Figure 4 Icariin attenuated profibrotic phenotype and
inflammation response of HK-2 cells induced by TGF-β1 . (A) Effect of
icariin on the viability of HK-2 cells. ns: not significant compared to
the blank control. * p < 0.05 and ** p
< 0.01 compared to the blank control. (B) Western blot
analysis of collagen I and α-SMA in HK-2 cells. (C-E) Quantitative
real-time PCR analysis of IL-1β, TNF-α and IL-6 in HK-2 cells. ns: not
significant. * p < 0.05, ** p < 0.01 .
Icariin attenuated oxidative stress and mitochondrial injury
in TGF-β1-exposed HK-2 cells
As ROS accumulation is the hallmark of oxidative stress, we firstly
evaluated the total ROS level in HK-2 cells using DCFH-DA fluorescence
probe. Our results revealed that TGF-β1 significantly stimulated the
generation of intracellular ROS, which was reduced by icariin (Figure
5A,B). MitoSOX is an innovative fluorescent dye specifically targeted to
mitochondria, and it can serve as a specific indicator of mitochondrial
ROS (mtROS) level.
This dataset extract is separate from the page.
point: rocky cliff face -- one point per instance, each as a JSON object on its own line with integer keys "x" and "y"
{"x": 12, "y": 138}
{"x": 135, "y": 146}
Through MitoSOX staining, it was observed that
icariin suppressed mtROS overproduction triggered by TGF-β1 (Figure
5A,D). In addition, the application of MitoTracker Red dye revealed that
TGF-β1 treatment led to a decrease in mitochondrial length and provoked
mitochondrial fragmentation in HK-2 cells (Figure 5C,F); Meanwhile,
TGF-β1 stimulation led to mitochondrial depolarization, as evidenced by
the reduced ratio of JC-1 aggregates to monomers (Figure 5E,G). These
alterations were effectively reversed by icariin treatment, suggesting
that icariin improved TGF-β1-induced mitochondrial damage in HK-2 cells.